- The Lifeboat by Charlotte Rogan
- Hardcover: 288 pages
- Publisher: Reagan Arthur Books; 1 edition (April 3, 2012)
- ISBN-13: 978-0316185905
Who and what is the book about (back-of-the-book blurb): Grace Winter, 22, is both a newlywed and a widow. She is also on trial for her life.
In the summer of 1914, the elegant ocean liner carrying her and her husband Henry across the Atlantic suffers a mysterious explosion. Setting aside his own safety, Henry secures Grace a place in a lifeboat, which the survivors quickly realize is over capacity. For any to live, some must die.
As the castaways battle the elements, and each other, Grace recollects the unorthodox way she and Henry met, and the new life of privilege she thought she’d found. Will she pay any price to keep it?
Where and when does it take place: The Lifeboat takes place in 1914, on an Atlantic crossing from England to Boston. Most of the novel takes place aboard a lifeboat – which is overcrowded with passengers, and understocked with food and water.
What would I say to a friend who asked me about it: The Lifeboat is an intentionally slow paced psychological drama; I’ve been calling it “Twelve Angry Men in a Boat” in a nod to the film (I’m a fan of the 1957 version, starring Henry Fonda). The novel, like the film, plays on the tensions of disparate personalities cloistered together with a common goal. We see strong personalities, shifting allegiances, and the internal struggle of “common good” vs. “personal good.”

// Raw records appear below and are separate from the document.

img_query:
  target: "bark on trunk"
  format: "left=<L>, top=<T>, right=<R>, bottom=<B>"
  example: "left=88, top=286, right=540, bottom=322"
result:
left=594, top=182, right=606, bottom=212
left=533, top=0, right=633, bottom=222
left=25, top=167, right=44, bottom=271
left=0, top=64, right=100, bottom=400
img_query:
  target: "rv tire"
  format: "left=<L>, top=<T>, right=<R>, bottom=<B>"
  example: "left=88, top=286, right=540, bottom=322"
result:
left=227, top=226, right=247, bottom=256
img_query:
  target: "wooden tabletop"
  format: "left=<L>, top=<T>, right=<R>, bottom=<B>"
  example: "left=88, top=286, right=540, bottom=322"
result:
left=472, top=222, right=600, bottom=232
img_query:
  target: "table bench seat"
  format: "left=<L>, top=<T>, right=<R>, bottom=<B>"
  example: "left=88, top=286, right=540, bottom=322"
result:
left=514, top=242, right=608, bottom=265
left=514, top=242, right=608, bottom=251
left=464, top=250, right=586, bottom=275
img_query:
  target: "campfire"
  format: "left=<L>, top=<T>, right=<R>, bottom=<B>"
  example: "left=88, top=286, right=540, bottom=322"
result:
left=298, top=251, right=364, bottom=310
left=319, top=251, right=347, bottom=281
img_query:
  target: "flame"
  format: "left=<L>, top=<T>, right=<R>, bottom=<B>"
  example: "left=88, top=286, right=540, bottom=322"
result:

The protagonist, Grace Winter, is by her own admission (early on, in a diary entry), a calculating gold-digger. She’s an unreliable narrator, whose motives and truth may (or may not) be shielded from her husband, the other shipwreck survivors, and even the reader. I didn’t mind this ambiguity, as I understood that Grace tempered the entire narrative for her audience – those who were reading and presenting her diary as evidence for the defense in her trial on charges of murder.
The three weeks at sea that Grace describes are perhaps not as filled with physical drama as some readers would expect, but the psychological drama is high, especially when bits of Grace’s past (and present, during the trial) are woven into the narrative of the days following the sinking of the ocean liner.
Why did I read it: This book was sent to me for review consideration. Although I had hoped to read it before its publication date, I didn’t get to it until last month; in a funny coincidence, my roommate at #booktopiaVT was also reading The Lifeboat while we were in Manchester.
A few favorite passages: This excerpt, from the Prologue, really set the stage for me wondering whether Grace was telling the truth or not. Was she sane and telling the truth? sane and calculating? or, did she lose her mind during the ordeal at sea? (p. 6, ellipses are mine):
I don’t know who had the idea … that I should try to re-create the events of those twenty-one days and that the resulting “diary” might be entered as some kind of exonerating exhibit.
“In that case, we’d better present her as sane, or the whole thing will be discounted,” said Mr. Ligget tentatively, as if he were speaking out of turn.
“I suppose you’re right,” agreed Mr. Reichmann, stroking his long chin. “Let’s see what she comes up with before we decide.” They laughed and poked the air with their cigarettes and talked about me as if I weren’t there as we walked back to the courthouse where, along with two other women, named Hannah West and Ursula Grant, I was to stand trial for my life. I was twenty-two years old. I had been married for ten weeks and a widow for over six.
What else can I add: Charlotte Rogan read a bit from The Lifeboat at a gathering of the New England Independent Booksellers Association. She said that the genesis for The Lifeboat was reading about a 19th century shipwreck case in one of her husband’s criminal law textbooks; she’s intrigued by moral dilemmas and the “lifeboat model of asset allocation.”
A number of discussion questions for The Lifeboat are on Charlotte Rogan’s website. Don’t read them until you’ve read the novel, though, as some may be leading “spoilers.”